Question

Consider a regression analysis with three independent variables \(x_{1}, x_{2}\), and \(x_{3}\). Give the equation for the following regression models: a. The model that includes as predictors all independent variables but no quadratic or interaction terms b. The model that includes as predictors all independent variables and all quadratic terms c. All models that include as predictors all independent variables, no quadratic terms, and exactly one interaction term d. The model that includes as predictors all independent variables, all quadratic terms, and all interaction terms (the full quadratic model)

Short answer

a) \(y = \beta_{0} + \beta_{1}x_{1} + \beta_{2}x_{2} + \beta_{3}x_{3}\) \nb) \(y = \beta_{0} + \beta_{1}x_{1} + \beta_{2}x_{2} + \beta_{3}x_{3} + \beta_{4}x_{1}^{2} + \beta_{5}x_{2}^{2} + \beta_{6}x_{3}^{2}\) \nc) Three alternatives: \(y = \beta_{0} + \beta_{1}x_{1} + \beta_{2}x_{2} + \beta_{3}x_{3} + \beta_{4}x_{1}x_{2}\), \(y = \beta_{0} + \beta_{1}x_{1} + \beta_{2}x_{2} + \beta_{3}x_{3} + \beta_{5}x_{1}x_{3}\), \(y = \beta_{0} + \beta_{1}x_{1} + \beta_{2}x_{2} + \beta_{3}x_{3} + \beta_{6}x_{2}x_{3}\) \nd) \(y = \beta_{0} + \beta_{1}x_{1} + \beta_{2}x_{2} + \beta_{3}x_{3} + \beta_{4}x_{1}^{2} + \beta_{5}x_{2}^{2} + \beta_{6}x_{3}^{2} + \beta_{7}x_{1}x_{2} + \beta_{8}x_{1}x_{3} + \beta_{9}x_{2}x_{3}\)

Step-by-step solution

Part (a): No quadratic or Interaction terms

Since no quadratic or interaction terms are needed, the equation would just include the predictors. The model would be: \(y = \beta_{0} + \beta_{1}x_{1} + \beta_{2}x_{2} + \beta_{3}x_{3}\)

Part (b): Quadratic terms

Now quadratic terms need to be included. A quadratic term is a variable squared. This gives the model: \(y = \beta_{0} + \beta_{1}x_{1} + \beta_{2}x_{2} + \beta_{3}x_{3} + \beta_{4}x_{1}^{2} + \beta_{5}x_{2}^{2} + \beta_{6}x_{3}^{2}\)

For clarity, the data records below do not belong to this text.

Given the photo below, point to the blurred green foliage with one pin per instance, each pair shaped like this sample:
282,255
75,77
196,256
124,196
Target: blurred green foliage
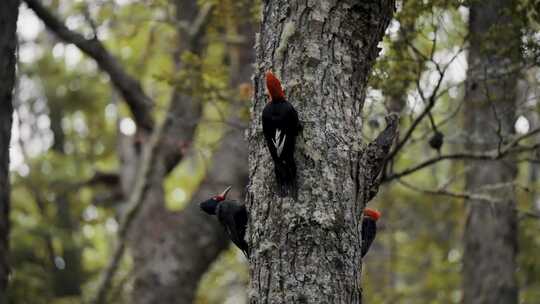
417,255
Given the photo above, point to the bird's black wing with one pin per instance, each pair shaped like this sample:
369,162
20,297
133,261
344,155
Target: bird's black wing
269,130
234,217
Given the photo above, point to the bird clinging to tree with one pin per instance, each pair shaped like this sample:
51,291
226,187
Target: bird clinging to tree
280,127
232,215
369,228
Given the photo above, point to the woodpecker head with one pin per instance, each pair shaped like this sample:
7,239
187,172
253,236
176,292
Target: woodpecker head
372,214
274,87
209,206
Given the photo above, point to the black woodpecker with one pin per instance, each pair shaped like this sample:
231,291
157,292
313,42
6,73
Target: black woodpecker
369,228
280,128
232,215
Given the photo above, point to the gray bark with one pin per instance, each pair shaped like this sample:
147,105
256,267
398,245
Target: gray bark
490,235
307,250
8,42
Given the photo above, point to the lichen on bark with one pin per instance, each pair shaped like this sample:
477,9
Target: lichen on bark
307,249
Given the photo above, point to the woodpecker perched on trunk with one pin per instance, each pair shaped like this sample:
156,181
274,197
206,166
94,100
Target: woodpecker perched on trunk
232,215
369,228
280,127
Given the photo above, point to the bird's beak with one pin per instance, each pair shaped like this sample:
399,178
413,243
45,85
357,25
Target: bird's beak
224,193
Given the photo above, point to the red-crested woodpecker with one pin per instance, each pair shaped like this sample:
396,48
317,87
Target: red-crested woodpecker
232,215
281,127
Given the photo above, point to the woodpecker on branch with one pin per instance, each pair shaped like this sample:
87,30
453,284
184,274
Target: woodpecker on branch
232,215
369,228
280,127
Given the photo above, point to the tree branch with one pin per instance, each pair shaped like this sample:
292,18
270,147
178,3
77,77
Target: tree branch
512,148
142,184
131,90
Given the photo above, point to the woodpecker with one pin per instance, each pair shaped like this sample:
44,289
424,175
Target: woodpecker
280,127
232,215
369,228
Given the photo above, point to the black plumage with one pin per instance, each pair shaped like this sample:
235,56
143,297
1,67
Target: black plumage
232,215
281,127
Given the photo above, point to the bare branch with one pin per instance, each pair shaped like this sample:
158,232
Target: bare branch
496,154
131,90
142,184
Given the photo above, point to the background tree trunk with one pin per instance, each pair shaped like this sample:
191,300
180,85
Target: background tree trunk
174,252
8,42
491,229
307,250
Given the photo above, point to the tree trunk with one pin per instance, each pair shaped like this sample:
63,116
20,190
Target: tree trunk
307,250
8,42
173,253
489,261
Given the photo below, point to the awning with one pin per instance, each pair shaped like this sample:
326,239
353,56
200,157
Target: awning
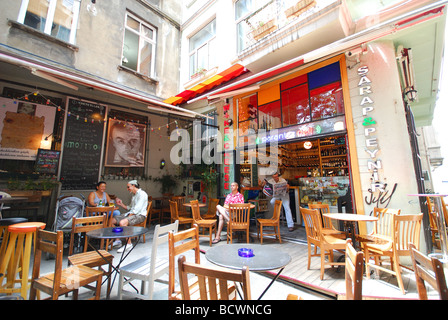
61,76
386,28
228,74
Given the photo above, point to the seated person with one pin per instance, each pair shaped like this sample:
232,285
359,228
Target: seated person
100,195
136,211
233,197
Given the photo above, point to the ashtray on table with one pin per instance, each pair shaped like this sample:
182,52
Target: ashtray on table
245,253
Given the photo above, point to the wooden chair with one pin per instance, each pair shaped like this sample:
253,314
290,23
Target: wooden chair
175,215
106,211
61,281
181,209
326,243
143,223
204,224
179,243
155,214
166,210
273,222
92,258
406,229
327,224
147,269
429,270
211,210
354,264
238,220
213,283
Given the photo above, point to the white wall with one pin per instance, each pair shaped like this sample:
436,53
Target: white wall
391,129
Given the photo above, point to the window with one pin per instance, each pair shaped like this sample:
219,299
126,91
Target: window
244,9
202,49
139,46
58,18
313,96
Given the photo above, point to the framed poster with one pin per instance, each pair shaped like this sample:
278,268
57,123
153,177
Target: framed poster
125,144
47,161
24,127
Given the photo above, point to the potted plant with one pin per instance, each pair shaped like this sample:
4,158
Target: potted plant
210,179
167,181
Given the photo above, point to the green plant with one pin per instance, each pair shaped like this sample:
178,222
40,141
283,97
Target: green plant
210,179
167,181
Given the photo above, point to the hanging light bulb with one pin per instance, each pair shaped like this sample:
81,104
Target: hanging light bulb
91,8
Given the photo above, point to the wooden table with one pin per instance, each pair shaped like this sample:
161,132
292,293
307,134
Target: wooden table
265,258
350,219
128,232
251,206
6,200
188,204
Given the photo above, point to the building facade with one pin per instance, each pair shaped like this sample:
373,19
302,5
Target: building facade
333,89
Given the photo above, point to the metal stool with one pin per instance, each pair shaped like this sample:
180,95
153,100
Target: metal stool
17,257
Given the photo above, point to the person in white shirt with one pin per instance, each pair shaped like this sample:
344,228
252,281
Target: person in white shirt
136,210
284,197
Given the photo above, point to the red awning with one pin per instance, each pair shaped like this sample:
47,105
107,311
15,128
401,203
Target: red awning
228,74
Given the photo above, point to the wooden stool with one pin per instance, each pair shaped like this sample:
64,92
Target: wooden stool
17,257
4,234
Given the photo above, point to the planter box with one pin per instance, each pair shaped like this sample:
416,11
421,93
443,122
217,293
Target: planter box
299,8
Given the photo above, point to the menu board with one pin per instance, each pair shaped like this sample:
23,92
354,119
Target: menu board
83,141
47,161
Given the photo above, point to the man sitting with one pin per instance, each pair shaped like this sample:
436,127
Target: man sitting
136,210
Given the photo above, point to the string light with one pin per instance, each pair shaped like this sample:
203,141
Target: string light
73,113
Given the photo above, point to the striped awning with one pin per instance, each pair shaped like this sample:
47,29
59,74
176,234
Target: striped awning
208,84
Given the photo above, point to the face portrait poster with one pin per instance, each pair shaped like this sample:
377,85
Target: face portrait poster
125,144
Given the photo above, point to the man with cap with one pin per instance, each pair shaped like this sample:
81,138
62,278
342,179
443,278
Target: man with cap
275,181
136,210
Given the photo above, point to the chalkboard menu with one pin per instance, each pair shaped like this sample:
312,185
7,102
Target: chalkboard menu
81,156
47,161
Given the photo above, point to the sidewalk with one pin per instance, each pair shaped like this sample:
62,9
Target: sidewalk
278,291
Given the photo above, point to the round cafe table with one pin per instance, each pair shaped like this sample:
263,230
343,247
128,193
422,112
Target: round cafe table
265,258
200,204
109,233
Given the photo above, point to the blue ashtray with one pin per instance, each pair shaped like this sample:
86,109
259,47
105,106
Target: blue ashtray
245,253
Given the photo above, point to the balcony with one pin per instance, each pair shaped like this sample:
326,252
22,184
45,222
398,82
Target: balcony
288,23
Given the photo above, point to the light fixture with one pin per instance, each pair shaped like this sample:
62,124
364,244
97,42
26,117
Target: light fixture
46,138
406,65
91,8
410,94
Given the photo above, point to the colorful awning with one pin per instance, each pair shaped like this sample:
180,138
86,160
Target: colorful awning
208,84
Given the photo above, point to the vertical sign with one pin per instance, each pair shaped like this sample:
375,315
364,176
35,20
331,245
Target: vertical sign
81,158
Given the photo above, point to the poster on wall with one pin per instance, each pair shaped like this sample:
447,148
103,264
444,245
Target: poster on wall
125,144
24,128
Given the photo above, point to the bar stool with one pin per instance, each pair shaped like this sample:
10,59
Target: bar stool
4,234
18,250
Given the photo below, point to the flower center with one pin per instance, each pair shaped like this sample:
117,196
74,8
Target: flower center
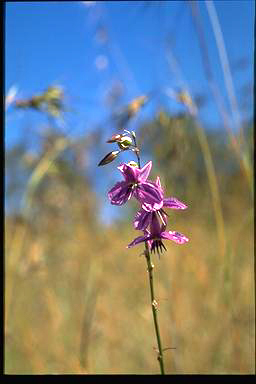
157,246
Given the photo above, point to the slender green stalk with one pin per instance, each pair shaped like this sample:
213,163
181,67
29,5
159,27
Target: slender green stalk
151,283
154,308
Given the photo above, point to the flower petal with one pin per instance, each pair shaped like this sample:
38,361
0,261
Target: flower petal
145,171
148,193
177,237
158,182
129,172
142,219
138,240
120,193
172,202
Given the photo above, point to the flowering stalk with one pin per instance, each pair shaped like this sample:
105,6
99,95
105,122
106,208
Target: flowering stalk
150,266
151,218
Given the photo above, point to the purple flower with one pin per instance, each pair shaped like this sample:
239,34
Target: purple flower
156,234
144,217
149,194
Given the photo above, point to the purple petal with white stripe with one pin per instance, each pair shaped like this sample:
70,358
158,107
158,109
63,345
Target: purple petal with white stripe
120,193
175,236
172,202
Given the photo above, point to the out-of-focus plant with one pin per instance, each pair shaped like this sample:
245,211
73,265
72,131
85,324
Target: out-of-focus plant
50,101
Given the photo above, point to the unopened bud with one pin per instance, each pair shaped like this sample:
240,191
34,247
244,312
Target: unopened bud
125,142
133,164
108,158
115,138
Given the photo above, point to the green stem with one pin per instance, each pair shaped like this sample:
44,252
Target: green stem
154,308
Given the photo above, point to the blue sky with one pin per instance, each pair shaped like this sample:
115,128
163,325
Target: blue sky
58,43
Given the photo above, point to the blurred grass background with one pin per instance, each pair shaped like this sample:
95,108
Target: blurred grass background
77,301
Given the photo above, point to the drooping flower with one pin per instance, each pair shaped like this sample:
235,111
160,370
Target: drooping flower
156,234
149,194
144,217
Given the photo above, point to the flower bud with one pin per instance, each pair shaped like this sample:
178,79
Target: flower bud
133,164
108,158
125,142
115,138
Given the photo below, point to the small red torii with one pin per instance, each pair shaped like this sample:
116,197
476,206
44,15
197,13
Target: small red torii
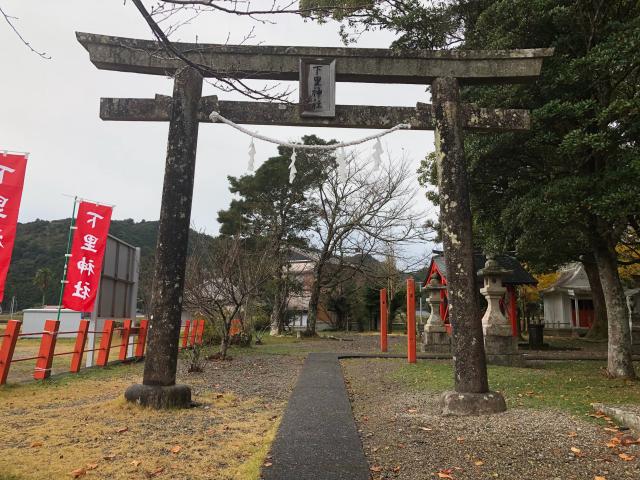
519,276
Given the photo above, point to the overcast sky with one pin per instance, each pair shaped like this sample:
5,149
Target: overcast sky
50,109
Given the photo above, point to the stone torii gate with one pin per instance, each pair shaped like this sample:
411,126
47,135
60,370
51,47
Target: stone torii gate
445,71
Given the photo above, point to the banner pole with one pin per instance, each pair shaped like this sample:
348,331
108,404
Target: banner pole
66,257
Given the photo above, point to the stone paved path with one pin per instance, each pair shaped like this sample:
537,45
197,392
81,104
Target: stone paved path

Part (c): One Interaction term

Interaction terms are terms where variables multiply each other. Since only one interaction term should be included, three models need to be created for each possible pair. The models are: \(y = \beta_{0} + \beta_{1}x_{1} + \beta_{2}x_{2} + \beta_{3}x_{3} + \beta_{4}x_{1}x_{2}\), \(y = \beta_{0} + \beta_{1}x_{1} + \beta_{2}x_{2} + \beta_{3}x_{3} + \beta_{5}x_{1}x_{3}\), \(y = \beta_{0} + \beta_{1}x_{1} + \beta_{2}x_{2} + \beta_{3}x_{3} + \beta_{6}x_{2}x_{3}\)

Part (d): Full Quadratic Model

A full quadratic model includes all interaction and quadratic terms. This yields the model: \(y = \beta_{0} + \beta_{1}x_{1} + \beta_{2}x_{2} + \beta_{3}x_{3} + \beta_{4}x_{1}^{2} + \beta_{5}x_{2}^{2} + \beta_{6}x_{3}^{2} + \beta_{7}x_{1}x_{2} + \beta_{8}x_{1}x_{3} + \beta_{9}x_{2}x_{3}\)